By Nat Hab Expedition Leader Eddy Savage
Heading down to the Churchill River to catch the sunset is by far one of my favorite scenes. The crunching of snow in -30°F is a sound not soon forgotten as you step from the bus onto the ice. The crisp squeaking under your feet is so enjoyable it helps you to forget about your chilled and slightly numb cheeks. Add in a little wind at these temperatures and you’ll embrace blowing snow, in the form of tiny ice pellets, flying into any exposed skin and giving you a barrage of gentle stings—a true northern exfoliation you could say. The condensation from your breath will freeze to any nearby surface, leaving eyelashes, beards, eyebrows and anything near your mouth coated with the frosty and coveted “Manitoba Mascara”.
These little moments add agreeably to the scenery in front of you. Such a vast expanse of ice and wilderness that can take your breath away (or was that the extremely cold air? Hard to say sometimes.). Listening closely, you can hear the ever-shifting twangs and pings that reverberate through the ice sheet as it gently shifts with the rising and falling tides. Your mind tricks you a little bit, reminding you of all those movies and stories you’ve heard of people falling through the ice, a common fear. Not to worry on the Churchill River though— because of the extremely cold temperatures and long winters, the ice is around six feet thick and falling through would be impossible. Nonetheless, there’s a subtle nervousness in the first few moments after your boots stop squeaking on the snow and hit the solid clunk of six-foot-thick river ice.

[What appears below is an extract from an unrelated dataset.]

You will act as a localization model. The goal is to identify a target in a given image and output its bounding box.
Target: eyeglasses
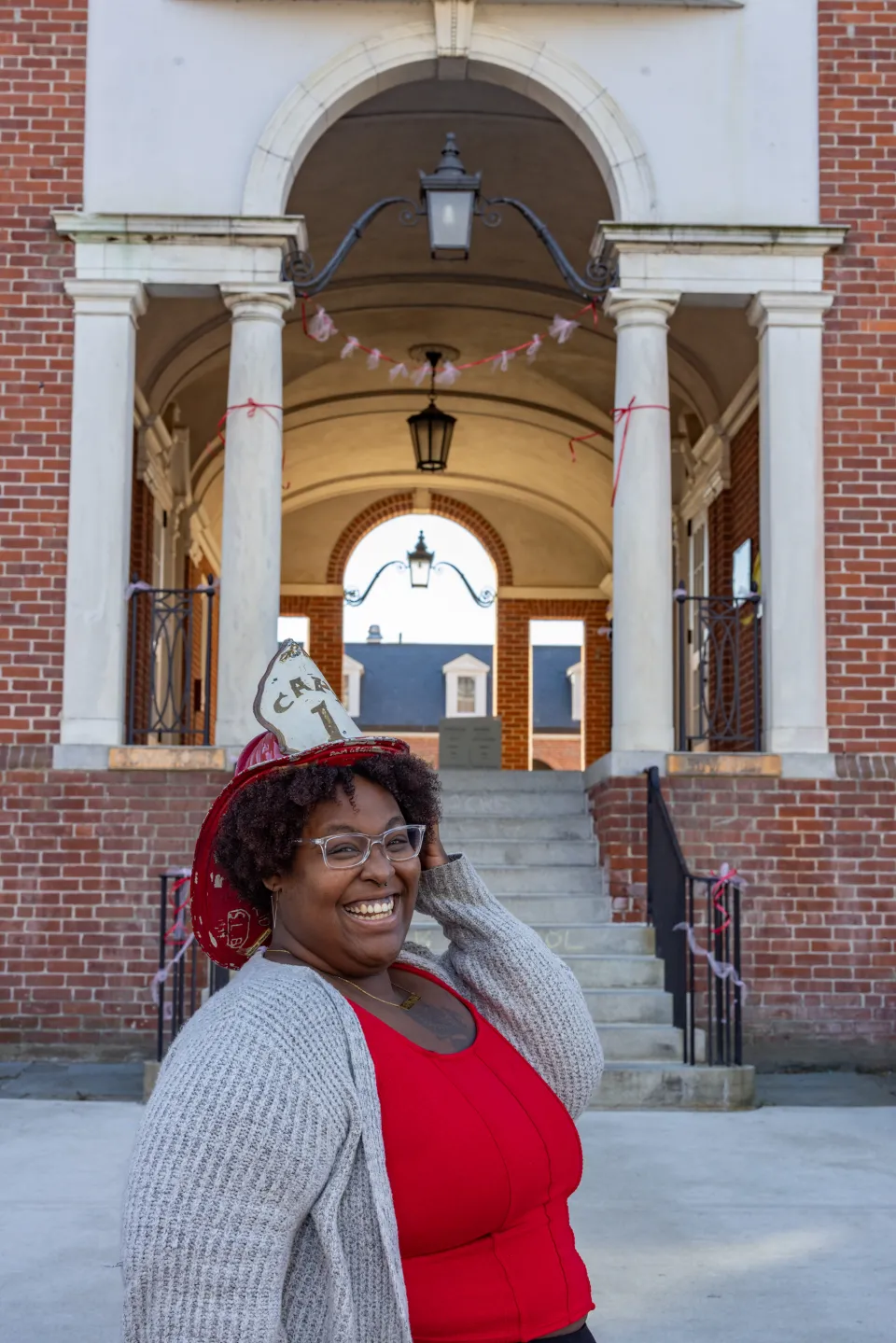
[296,826,426,868]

The landscape around the river is remarkably flat and the highest points of land are on the western bank. The ridge consists of 100-foot-high, two-billion-year-old Precambrian shield bedrock with a dusting of spruce trees wherever there’s enough soil and protection from the prevailing northwest wind to support their growth. It’s a rugged and harsh landscape that only the hardiest of plants and animals can endure. Between you and that far ridge of land is the frozen 1.3-mile-wide Churchill River. You might expect it to be flat and smooth, but it is very much the opposite. Until you go six or seven miles upriver, there is a tidal fluctuation every six hours, up to 12 or so feet, and the constant vertical movement of the river ice causes jagged ice pillars and deep cracks to form where there are large rocks, or glacial erratics, on the river bottom. Wind-blown snowdrifts up around these ice pillars create an arrangement of many standalone miniature “ice-mountains”. Textured drifted snow reaches up from the ”ice-valleys” to the exposed and sharp “ice-mountaintops”. The ice-mountain ranges extend several hundred yards from shore until the river deepens and the ice doesn’t reach the river bottom anymore. Here the ice is smooth and flat and the high northwest winds keep sections of it free of drifted snow. The colors of the sky reflect delicately off these clear patches of ice here and there, adding to the impressive aesthetics of the view.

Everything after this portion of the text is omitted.